4 - The uses of the dialogue in sixteenth-century Italy: commerce and courtesy

Summary

Oggi di … quasi tutti siamo rivolti col pensiero a contrattare

Stefano Guazzo, La civil conversazione (1574)

One of the principal discrepancies between modern and pre-modern perceptions of literary discourse is that literature is no longer conceived of today, as it was within the classical, rhetorical tradition, as something ‘continuous with reality’, as ‘action in the world’. Like a classical oration, a Renaissance literary work was often addressed to a specific, closely studied audience and intended to persuade its listeners to a particular line of action. Indeed, in the Renaissance, when the writer's intentional audience was less likely to be a crowd than a small group of acquaintances and patrons, the art of ‘accommodating’ discourse to the expectations of its listeners became still more important than it had been in classical times.

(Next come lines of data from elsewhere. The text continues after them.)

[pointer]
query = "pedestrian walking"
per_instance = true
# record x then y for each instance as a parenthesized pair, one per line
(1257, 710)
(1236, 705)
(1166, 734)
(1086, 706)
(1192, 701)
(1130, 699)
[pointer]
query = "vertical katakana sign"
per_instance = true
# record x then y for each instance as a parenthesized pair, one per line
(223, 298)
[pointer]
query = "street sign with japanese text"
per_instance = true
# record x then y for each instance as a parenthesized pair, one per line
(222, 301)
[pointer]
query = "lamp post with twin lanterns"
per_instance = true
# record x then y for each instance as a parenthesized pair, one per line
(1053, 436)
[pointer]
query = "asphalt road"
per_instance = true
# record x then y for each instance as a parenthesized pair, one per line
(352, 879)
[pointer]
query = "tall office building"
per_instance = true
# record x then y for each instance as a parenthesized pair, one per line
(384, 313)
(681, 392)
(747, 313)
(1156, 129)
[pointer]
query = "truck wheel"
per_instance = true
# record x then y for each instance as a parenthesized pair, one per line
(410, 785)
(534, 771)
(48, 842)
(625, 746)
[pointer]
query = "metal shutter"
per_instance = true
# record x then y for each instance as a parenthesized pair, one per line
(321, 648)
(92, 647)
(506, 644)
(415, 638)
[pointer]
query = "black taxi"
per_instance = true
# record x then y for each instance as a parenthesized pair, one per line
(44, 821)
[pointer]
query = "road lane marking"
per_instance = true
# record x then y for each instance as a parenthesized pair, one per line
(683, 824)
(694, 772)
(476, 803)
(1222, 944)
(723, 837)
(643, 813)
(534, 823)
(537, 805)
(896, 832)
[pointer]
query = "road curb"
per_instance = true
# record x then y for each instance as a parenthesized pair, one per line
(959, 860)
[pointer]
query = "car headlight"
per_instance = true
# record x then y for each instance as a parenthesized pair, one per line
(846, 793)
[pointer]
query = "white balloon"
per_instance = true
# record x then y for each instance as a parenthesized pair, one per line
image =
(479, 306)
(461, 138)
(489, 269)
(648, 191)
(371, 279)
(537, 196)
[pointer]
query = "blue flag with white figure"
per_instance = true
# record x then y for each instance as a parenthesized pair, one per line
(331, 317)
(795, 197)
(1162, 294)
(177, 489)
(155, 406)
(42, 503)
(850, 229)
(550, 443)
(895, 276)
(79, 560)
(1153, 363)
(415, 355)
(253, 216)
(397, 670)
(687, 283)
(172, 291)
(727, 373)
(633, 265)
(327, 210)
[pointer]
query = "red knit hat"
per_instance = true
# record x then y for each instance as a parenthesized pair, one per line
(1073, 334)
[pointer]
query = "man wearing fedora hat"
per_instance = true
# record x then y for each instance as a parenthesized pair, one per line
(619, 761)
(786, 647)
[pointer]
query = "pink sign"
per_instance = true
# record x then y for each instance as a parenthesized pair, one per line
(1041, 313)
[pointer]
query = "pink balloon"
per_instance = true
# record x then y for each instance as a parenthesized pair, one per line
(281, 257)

The close and sociable nature of the relationship between writers and readers in the Renaissance courts affected the character of literary production in every conceivable way. In an age in which few writers were able to earn a living by their art alone, authorship constituted one element, among others, in a courtier's career. This meant that, besides its stated aims of instructing and delighting, literature was called on to perform a variety of ‘public relations’ functions for its author, ranging from flattery and self-advertisement to sniping and self-defence. Genres like the occasional poem or the commemorative dialogue represent only the tip of an iceberg of a literature gauged for its perlocutionary effects.